My application needs to access files from a remote FTPS or SFTP server depending on what my app user wants to connect to. I need to be able to access file content in a folder or create a folder. 1) What login properties differ for an FTPS and SFTP server that a user must enter? 2) Is there any way I can detect if it is an SFTP or FTPS server?
SFTP doesn't have any authentication. SFTP protocol is supposed to be used over SSH connection, thus it relies on SSH for authentication. So all authentication mechanisms of SSH apply. The list of such mechanisms is extensive - you can authenticate using password, a private key ("public-key authentication"), X.509 certificate (not a popular option), keyboard-interactive (challenge-response) dialog, also via GSS-API you can use Kerberos and possibly other mechanisms. FTPS as FTP-over-TLS can also use various mechanisms. FTP uses username/password by default, but potentially one can implement some tricky mechanisms using SITE command. TLS protocol includes client-side authentication using X.509 certificates, pre-shared symmetric keys, plain PKI keys, OpenPGP keys.

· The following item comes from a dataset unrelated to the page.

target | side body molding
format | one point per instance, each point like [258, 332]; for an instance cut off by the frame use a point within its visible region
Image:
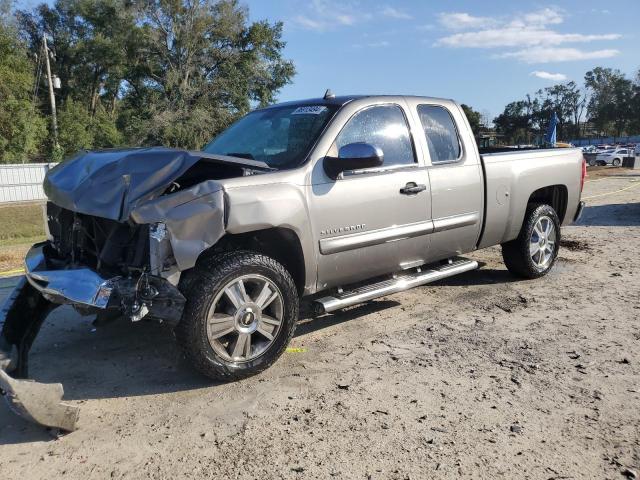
[374, 237]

SFTP and FTP/FTPS are completely different protocols. Servers run on different ports. If you want to implement protocol autodetection, you can try the following: connect to the server, and if it sends a welcome SSH message within 200-500 ms, you know that it's an SSH (and potentially SFTP) server. If it sends a welcome FTP message, it's an FTP server (this includes explicit TLS mode of FTPS). If it sends nothing, then it can be a TLS server and you can have implicit FTPS over this connection.